Göttinger Predigten im Internet
hg. von U. Nembach, Redaktion: R. Schmidt-Rost

4. Advent, 22. Dezember 2002
Predigt über Lukas 1, 46-55, verfaßt von Reinhard Schmidt-Rost
(-> zu den aktuellen Predigten / www.predigten.uni-goettingen.de)

Und Maria sprach:

Meine Seele erhebt den Herrn,
und mein Geist freut sich Gottes, meines Heilandes,

denn er hat die Niedrigkeit seiner Magd angesehen.
Siehe, von nun an werden mich selig preisen alle Kindeskinder.

Denn er hat große Dinge an mir getan,
der da mächtig ist und dessen Name heilig ist.

Und seine Barmherzigkeit währt von Geschlecht zu Geschlecht
bei denen, die ihn fürchten.

Er übt Gewalt mit seinem Arm
und zerstreut die, die hoffärtig sind in ihres Herzens Sinn.
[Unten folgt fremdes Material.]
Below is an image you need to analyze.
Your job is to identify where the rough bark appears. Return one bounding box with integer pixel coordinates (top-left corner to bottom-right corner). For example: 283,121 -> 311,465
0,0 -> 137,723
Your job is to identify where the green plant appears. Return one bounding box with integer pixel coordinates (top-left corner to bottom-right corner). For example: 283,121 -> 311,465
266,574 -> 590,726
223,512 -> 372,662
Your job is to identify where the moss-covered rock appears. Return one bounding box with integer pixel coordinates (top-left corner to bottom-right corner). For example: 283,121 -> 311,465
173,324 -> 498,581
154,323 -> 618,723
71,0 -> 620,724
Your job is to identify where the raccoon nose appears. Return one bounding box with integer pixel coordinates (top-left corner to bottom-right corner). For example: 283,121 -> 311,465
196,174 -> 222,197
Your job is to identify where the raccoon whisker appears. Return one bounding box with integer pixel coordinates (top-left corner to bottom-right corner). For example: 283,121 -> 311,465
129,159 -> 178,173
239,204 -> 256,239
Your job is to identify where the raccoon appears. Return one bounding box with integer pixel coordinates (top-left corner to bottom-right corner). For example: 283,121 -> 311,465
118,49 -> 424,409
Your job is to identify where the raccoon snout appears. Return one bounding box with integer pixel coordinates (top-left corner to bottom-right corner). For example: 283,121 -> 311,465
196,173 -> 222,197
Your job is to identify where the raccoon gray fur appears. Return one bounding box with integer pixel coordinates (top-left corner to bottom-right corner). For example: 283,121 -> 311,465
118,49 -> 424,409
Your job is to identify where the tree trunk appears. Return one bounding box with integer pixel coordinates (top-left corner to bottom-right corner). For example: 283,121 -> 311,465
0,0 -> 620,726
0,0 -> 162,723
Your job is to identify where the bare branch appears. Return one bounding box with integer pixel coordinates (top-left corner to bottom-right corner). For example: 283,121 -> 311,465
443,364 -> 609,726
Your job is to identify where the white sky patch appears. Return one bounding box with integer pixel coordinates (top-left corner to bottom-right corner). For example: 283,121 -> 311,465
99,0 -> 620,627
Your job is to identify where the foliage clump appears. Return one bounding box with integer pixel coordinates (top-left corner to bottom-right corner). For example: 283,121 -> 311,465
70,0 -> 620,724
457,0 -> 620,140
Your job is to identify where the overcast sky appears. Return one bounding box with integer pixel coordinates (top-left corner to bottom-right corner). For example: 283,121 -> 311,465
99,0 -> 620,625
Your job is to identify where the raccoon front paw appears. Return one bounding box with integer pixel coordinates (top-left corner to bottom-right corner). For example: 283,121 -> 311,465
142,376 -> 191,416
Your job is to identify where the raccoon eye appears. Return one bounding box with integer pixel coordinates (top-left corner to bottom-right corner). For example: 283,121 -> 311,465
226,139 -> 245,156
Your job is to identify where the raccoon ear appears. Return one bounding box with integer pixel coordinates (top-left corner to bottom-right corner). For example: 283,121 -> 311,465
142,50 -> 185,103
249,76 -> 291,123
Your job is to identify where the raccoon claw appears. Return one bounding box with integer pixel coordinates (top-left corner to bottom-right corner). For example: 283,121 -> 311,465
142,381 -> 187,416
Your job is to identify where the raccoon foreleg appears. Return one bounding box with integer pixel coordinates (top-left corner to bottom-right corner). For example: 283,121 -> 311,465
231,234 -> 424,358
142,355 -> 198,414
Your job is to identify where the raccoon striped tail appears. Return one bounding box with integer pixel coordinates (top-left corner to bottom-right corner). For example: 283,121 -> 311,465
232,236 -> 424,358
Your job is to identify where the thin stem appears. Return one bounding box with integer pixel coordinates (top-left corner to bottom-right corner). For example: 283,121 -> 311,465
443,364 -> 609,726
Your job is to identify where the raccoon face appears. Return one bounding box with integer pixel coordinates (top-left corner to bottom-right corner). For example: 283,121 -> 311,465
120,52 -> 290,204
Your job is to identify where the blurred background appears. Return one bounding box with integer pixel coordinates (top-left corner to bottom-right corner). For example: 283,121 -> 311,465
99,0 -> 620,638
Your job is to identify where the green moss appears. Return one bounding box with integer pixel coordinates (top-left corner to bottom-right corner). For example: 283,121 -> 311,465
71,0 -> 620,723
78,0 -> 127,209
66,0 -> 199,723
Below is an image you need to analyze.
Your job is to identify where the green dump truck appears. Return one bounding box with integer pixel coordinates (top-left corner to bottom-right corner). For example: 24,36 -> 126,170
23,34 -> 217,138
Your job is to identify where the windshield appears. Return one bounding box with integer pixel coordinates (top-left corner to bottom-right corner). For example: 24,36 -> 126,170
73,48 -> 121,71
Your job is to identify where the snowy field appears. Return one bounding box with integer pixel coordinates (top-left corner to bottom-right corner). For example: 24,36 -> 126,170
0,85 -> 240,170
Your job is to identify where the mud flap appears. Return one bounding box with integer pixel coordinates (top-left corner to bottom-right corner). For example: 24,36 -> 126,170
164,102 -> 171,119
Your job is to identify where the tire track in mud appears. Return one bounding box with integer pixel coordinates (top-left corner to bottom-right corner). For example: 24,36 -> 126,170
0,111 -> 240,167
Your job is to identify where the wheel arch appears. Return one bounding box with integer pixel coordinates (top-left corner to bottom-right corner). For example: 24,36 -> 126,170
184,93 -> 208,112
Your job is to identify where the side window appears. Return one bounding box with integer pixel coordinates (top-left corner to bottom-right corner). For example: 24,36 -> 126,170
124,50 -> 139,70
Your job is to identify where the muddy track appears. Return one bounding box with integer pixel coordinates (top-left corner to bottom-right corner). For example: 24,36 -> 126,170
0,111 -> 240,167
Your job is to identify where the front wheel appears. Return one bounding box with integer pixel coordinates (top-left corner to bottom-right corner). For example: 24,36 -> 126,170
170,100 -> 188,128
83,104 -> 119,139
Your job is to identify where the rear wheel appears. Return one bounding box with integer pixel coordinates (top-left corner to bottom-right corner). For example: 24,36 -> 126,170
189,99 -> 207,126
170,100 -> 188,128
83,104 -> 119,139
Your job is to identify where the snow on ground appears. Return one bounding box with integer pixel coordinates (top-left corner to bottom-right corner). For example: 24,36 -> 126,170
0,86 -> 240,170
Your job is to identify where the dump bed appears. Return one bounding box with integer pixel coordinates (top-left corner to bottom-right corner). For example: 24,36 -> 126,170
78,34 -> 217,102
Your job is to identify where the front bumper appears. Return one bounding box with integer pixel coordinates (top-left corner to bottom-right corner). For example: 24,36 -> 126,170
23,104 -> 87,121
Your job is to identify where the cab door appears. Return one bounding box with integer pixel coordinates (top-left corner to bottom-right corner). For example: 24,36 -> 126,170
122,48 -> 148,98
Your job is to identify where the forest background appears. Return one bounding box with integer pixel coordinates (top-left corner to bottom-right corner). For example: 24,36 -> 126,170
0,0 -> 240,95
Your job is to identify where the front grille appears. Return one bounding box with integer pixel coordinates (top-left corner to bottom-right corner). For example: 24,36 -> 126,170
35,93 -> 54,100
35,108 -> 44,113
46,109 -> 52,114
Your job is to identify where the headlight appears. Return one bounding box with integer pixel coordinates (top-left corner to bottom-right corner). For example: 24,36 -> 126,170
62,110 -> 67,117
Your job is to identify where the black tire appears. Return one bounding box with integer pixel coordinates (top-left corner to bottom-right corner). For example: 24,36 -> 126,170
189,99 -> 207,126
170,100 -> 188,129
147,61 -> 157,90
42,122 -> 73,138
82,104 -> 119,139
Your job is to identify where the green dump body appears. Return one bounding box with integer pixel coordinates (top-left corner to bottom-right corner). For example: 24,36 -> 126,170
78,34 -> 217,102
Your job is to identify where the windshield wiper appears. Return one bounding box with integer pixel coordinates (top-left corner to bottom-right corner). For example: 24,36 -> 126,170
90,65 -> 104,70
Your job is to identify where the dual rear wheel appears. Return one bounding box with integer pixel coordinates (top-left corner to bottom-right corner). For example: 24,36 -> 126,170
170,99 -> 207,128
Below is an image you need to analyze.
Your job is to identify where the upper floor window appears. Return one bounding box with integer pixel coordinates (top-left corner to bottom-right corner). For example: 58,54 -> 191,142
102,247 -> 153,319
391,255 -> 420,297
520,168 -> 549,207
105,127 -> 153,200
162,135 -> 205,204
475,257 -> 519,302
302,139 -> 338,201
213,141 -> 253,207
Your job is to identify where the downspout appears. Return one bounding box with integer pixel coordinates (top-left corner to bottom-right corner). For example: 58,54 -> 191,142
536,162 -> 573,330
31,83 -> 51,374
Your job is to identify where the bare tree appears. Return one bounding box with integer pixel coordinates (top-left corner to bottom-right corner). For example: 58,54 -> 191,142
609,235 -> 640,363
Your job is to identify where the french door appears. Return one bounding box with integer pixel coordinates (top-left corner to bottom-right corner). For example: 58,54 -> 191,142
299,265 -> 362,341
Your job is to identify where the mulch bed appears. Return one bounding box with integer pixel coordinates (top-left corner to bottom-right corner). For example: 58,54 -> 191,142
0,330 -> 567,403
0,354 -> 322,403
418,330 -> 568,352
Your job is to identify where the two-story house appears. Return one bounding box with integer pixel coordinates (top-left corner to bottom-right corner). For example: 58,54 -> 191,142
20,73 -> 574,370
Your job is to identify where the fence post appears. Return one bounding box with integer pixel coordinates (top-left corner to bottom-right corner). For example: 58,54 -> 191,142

Er stößt die Gewaltigen vom Thron
und erhebt die Niedrigen.

Die Hungrigen füllt er mit Gütern
und lässt die Reichen leer ausgehen.

Er gedenkt der Barmherzigkeit
und hilft seinem Diener Israel auf,

wie er geredet hat zu unsern Vätern,
Abraham und seinen Kindern in Ewigkeit.

Liebe Gemeinde,

eine junge Frau singt ein Lied, ein Lied, das zum Schlager geworden ist.

So oft wie dieser Text vertont, mit Musik ausgestaltet wurde, - da kommt kein Schlager von heute mit, auch wenn er noch so oft als Oldie aus den Sechzigern oder Siebzigern in den Hitlisten auftaucht, ob von den Beatles, den Rolling Stones, den Bläck Föss - oder das Neueste von Madonna.

Mit dem Magnificat der Maria können sie alle nicht mithalten. Unverbraucht wirken die Worte dieses Liedes immer wieder, wie neu - und die Melodien, die man dazu erfunden hat, werden gerne gesungen, die von Vivaldi genauso wie von Felix Mendelsohn-Bartholdy oder das Magnificat aus Taizé. Auch ein klassischer Hit wie das Weihnachtsoratorium von J. S. Bach, das auf Weihnachtsmärkten und in Kaufhäusern unüberhörbar weiterklingt, ist gerade mal 250 Jahre alt, - jung, im Verhältnis zu diesem alten Schlager.

Lied 588

Eine junge Frau singt, aber dieser Schlager ist ganz gewiß keine Schnulze aus dem Musikantenstadl oder aus der Volkslieder-Hitparade, kein romantisches Lied über die Schönheit der Heimat, der Wälder, der Berge, des Rheines oder des Weines, sondern ein kritisches Chanson, ein Protestlied gegen Ungerechtigkeit, Unfrieden und Zerstörung der Schöpfung ... zeitlos und doch ganz konkret.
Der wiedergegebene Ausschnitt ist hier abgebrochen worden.